Make a rewrite of the text below

We absorb outward reality — life — through language; it shapes our perceptions. For instance, most insults in the English language (and the Spanish language, among others) make disproportionate use of female gender and non-human animal designations, e.g. throw like a girl, SOB (note the B), he’s a dog, and the litany of your mommajokes.
I wonder why a non-human animal as precious as a dog is used to insult a human, why there are no your papajokes, and why men aren’t told to get back to the garage like women are told to get back to the kitchen (which would be awful, too).
The obvious answer is that we live in a sexist and speciesist society — but I won’t go into that. My point is that these terms, the words that we use to communicate with each other and describe the world around us, do influence the way that we see and treat each other and our surroundings. Humans have been penetrating and raping nature for centuries, violating it, and now our ecosystems are on the brink of collapse. Women are second-class citizens in this world, and don’t even get me started on non-humans and other minorities. The power of language is not to be underestimated.

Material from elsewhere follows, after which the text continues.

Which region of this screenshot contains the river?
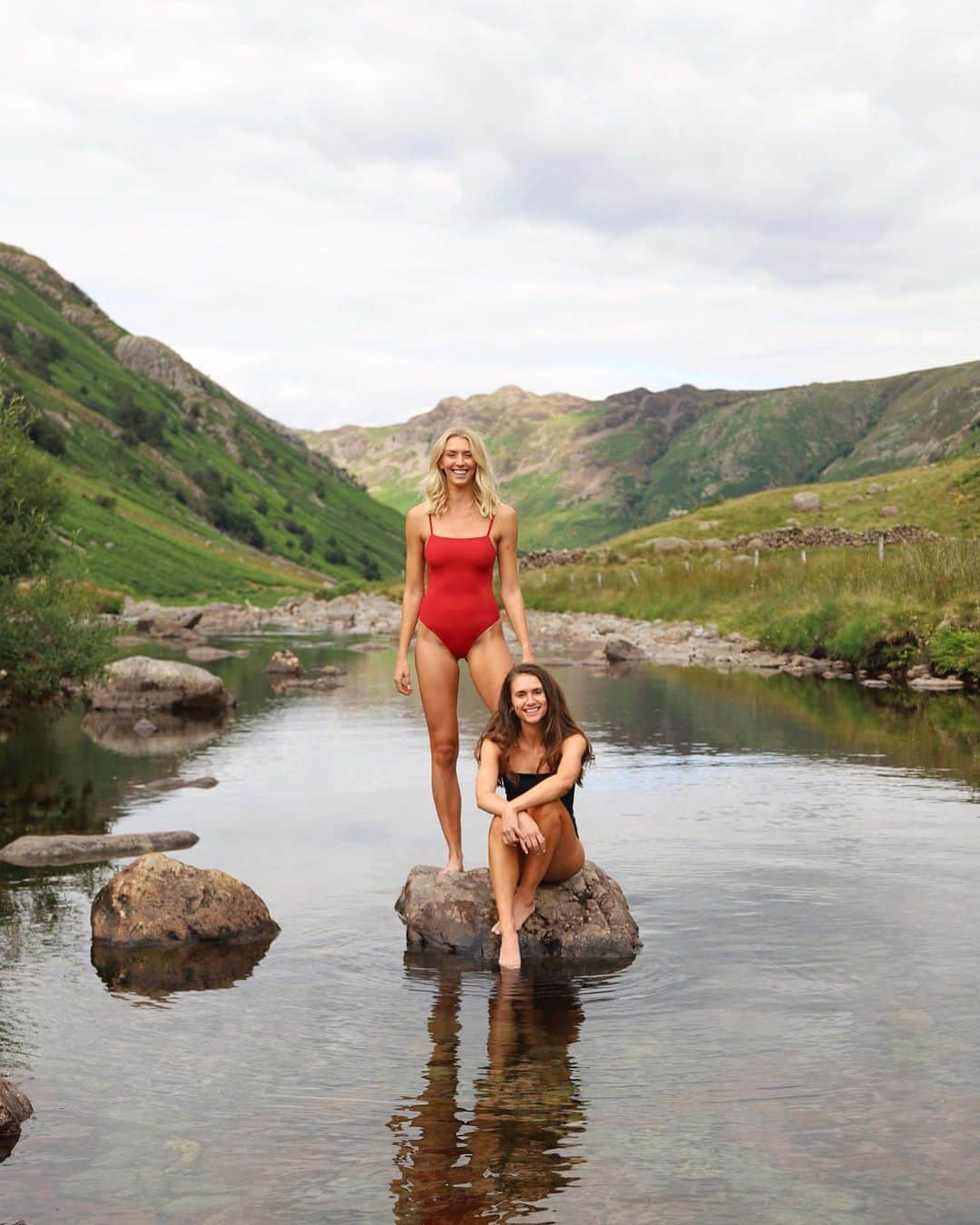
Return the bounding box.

Words are weapons, not innocuous tools with which to craft one-dimensional “roses are red” poems. Language can neither be objective nor exist in a vacuum; it is dialogic: texts exist in and are affected by the culture system that encompasses them, including previously written works. Additionally, each reader will perceive content through her or his own mental filter, altering the text’s meaning even further. Words are, then, to be respected and employed with caution.

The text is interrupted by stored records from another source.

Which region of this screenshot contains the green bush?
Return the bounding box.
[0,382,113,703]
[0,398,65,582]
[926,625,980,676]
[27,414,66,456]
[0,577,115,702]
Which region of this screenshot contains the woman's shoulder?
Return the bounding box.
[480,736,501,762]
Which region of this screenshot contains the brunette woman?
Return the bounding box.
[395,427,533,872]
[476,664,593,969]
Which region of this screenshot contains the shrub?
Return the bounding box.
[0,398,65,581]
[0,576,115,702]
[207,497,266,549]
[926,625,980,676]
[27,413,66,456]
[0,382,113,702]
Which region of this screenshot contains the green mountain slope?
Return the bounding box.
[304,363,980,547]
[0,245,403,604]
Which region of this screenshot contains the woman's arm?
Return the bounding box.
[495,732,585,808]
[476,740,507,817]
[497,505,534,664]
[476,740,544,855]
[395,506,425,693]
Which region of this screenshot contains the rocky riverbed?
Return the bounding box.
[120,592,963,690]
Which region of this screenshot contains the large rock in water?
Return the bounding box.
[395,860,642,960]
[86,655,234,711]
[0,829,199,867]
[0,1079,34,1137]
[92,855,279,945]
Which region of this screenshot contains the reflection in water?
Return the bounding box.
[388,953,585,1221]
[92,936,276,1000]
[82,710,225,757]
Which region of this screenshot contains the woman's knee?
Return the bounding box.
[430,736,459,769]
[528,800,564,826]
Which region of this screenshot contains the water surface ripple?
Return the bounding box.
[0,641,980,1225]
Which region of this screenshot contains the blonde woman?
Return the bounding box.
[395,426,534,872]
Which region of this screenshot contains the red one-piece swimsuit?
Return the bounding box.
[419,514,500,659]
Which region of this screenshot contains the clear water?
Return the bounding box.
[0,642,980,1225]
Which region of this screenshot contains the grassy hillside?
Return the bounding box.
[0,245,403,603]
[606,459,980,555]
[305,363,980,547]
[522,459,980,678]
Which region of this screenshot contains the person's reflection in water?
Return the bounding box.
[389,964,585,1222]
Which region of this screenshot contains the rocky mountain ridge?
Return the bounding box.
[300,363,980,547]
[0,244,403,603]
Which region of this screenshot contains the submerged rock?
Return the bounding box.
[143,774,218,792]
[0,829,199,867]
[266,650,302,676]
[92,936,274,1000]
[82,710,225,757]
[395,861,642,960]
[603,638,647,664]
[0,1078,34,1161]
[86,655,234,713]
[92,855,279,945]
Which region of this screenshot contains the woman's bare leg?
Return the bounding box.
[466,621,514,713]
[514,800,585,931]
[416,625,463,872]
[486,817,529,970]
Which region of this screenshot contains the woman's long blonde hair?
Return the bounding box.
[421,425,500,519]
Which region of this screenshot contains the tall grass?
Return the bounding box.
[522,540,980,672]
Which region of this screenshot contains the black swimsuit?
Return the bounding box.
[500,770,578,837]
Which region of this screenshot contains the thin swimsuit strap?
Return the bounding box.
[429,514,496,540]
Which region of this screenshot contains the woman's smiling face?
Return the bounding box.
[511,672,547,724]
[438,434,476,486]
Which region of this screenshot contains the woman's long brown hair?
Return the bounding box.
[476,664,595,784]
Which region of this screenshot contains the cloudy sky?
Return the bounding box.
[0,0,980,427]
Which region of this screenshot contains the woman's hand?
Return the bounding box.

This is where copyediting (and, of course, writing) gets interesting. It becomes a multidimensional, unwittingly influential feat of taking over the world. Okay, not really. But a single word can, indeed, change everything. We copyeditors are trusted with a creator’s thoughts and get to manipulate them to our heart’s content. It is thus a grand job that we undertake, a privilege. I appreciate and take pride in it.
Throughout my years as a copyeditor, I have discovered tactics to help me sharpen my skills and increase my productivity. Here they are:
Write and copyedit yourself. Then, have a painstaking grammar geek (maybe a copyeditor you look up to) correct your work so you can learn from your mistakes.

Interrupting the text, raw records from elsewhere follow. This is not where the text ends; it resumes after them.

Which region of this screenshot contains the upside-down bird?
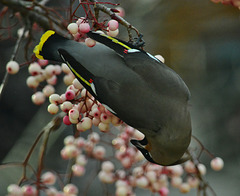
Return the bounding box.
[34,30,192,166]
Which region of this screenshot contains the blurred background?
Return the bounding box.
[0,0,240,196]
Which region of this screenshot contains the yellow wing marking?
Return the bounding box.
[33,30,55,59]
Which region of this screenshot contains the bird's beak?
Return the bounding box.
[130,136,158,164]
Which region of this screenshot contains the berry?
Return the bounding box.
[93,146,106,159]
[98,122,109,132]
[26,76,39,88]
[28,62,42,76]
[61,63,71,74]
[210,157,224,171]
[65,90,75,100]
[47,103,59,115]
[85,38,96,47]
[63,184,78,196]
[76,154,87,166]
[60,101,73,113]
[6,61,20,74]
[73,78,83,90]
[49,94,62,104]
[7,184,23,196]
[107,29,119,37]
[63,116,72,125]
[101,161,114,173]
[136,176,149,188]
[108,20,118,31]
[41,172,56,185]
[179,183,191,193]
[32,91,46,105]
[155,54,165,63]
[42,84,55,97]
[79,23,90,34]
[68,109,79,120]
[159,187,169,196]
[72,164,85,176]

Scrutinize books, newspapers, magazines, blogs, shampoo bottles in the bath — anything and everything you can get your hands on. Take notes and, if you aren’t sure, check them against a style guide or dictionary. Be vicious!
Visualize words to help you remember their spelling.
Visualize and punctuate conversations and songs in your head.
Use a thesaurus — and always check your word choice in the dictionary before plugging it into your text.
If you get a chance, take a short, mind-cleansing break after copyediting a lengthy or abstruse text, and give it one last look-over before turning it in.
Keep it tight.
Abstract for research paper.
Stick to the active voice whenever possible.
Share your wisdom: if you know writers who are receptive to feedback, give it to them, especially if you are the one to edit their work. Not only will you be helping out a colleague, but you will also, hopefully, not have to correct the same mistakes time and time again anymore.
Give out copies of Strunk and White’s The Elements of Style (or whichever guide is most appropriate) for Christmas/Hanukkah/Kwanzaa and birthdays to lighten your workload.
The most important thing, however, is to enjoy the process. No matter how advanced your skills may be, there will always be more to learn. And this is good news! It means that there is no such thing as perfection — and if there were, our lives would surely be very boring. So be thorough, but patient; offer constructive criticism (to yourself, too); nurture your skills and others’. And have fun! Because if you don’t have fun, what’s the point?